Since China launched its reform process some eight years earlier than Viet Nam, Viet Nam hopes to learn and benefit from China’s more positive experiences, while avoiding some of the negative ones.

 “The most important change to the Chinese economic outlook in the 1990s was the fast growth of the private sector” said Dr. Yang Yao, professor of the China Centre for Economic Research, Beijing University. “After 20 years of policy evolution, China’s private sector has finally gained an equal treatment for its legal status. Now, the policy stage has been almost fully set and the private sector has completed its take-off period”.
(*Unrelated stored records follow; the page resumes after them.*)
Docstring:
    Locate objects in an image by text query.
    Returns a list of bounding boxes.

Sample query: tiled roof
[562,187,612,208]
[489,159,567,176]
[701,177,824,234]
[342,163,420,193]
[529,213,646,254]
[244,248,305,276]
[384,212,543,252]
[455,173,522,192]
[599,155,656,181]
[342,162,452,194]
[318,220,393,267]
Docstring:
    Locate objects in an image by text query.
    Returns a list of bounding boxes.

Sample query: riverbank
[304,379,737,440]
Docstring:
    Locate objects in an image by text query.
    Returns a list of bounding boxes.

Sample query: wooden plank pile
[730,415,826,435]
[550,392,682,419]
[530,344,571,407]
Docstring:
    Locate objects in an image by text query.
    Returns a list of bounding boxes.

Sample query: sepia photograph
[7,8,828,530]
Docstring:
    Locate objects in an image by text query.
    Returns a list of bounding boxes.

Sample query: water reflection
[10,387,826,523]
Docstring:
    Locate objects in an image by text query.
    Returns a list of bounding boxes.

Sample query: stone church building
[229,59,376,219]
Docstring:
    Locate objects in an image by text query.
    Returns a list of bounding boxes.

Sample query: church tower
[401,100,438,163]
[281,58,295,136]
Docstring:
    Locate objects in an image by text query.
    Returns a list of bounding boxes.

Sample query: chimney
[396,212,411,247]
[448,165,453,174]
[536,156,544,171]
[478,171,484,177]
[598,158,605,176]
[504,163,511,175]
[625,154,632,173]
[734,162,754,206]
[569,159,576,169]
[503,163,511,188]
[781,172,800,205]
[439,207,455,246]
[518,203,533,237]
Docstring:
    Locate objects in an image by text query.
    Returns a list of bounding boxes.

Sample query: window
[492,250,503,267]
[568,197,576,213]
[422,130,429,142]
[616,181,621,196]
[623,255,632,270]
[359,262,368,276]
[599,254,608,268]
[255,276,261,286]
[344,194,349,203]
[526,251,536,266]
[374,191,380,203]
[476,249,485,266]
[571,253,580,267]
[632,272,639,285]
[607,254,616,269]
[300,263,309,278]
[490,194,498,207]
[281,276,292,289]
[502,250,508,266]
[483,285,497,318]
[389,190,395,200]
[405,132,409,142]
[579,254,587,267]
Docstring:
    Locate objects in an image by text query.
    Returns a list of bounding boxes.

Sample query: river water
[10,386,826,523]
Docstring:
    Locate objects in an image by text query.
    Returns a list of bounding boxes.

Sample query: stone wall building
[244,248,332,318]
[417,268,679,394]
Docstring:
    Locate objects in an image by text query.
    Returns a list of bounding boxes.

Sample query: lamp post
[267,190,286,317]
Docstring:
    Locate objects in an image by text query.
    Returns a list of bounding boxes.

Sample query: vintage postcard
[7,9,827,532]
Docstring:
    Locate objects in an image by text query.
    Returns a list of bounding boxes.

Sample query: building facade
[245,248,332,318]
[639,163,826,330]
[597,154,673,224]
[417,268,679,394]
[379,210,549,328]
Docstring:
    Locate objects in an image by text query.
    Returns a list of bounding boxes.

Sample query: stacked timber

“The Chinese experience shows that a healthy and competitive private sector can develop under the leadership of the Communist Party” commented Dr. Le Dang Doanh, former president of CIEM.  In China, the private sector development has gone over 20 years through a gradual redefinition process and reached its culmination in 1999 with its recognition by the Constitution as an “important component of the socialist market economy”.

The Chinese researchers noted that in addition to the political commitment and determination to undertake market reforms, the private sector’s fast growth can be attributed to the Government legal framework which has been “increasingly amiable“ to the private sector. A complete set of laws governing private firms now exists which create a more level playing field between private and state players.

The UNDP supported project promotes a series of exchanges covering critical topics including private sector development, SOE-reform, competition policy, FDI policy and incentives and external trade performance. Mr. Jordan Ryan, UNDP Resident Representative noted, “The private sector must be a driving force for socio-economic development in Viet Nam, especially to create jobs for the millions coming on the labour market over the next decade. China’s current economic success results from unleasing a powerful engine of growth: the talent and drive of private entrepreneurs and businesses”.

The visit to China last December of General Secretary Nong Duc Manh and the visit of Chinese President Jiang Zemin to Hanoi next week highlight the need for further exchange of economic reform experiences between two countries”, Mr. Jordan Ryan, UNDP Resident Representative. “China’s official entry to the WTO, after a 15-year quest, sparks hope that Viet Nam could benefit greatly from its neighbour’s experience with WTO accession.”

The UNDP supported project is being implemented by the Central Institute for Economic Management (CIEM) of MPI in close collaboration with China’s National Research Economic Institute in Beijing.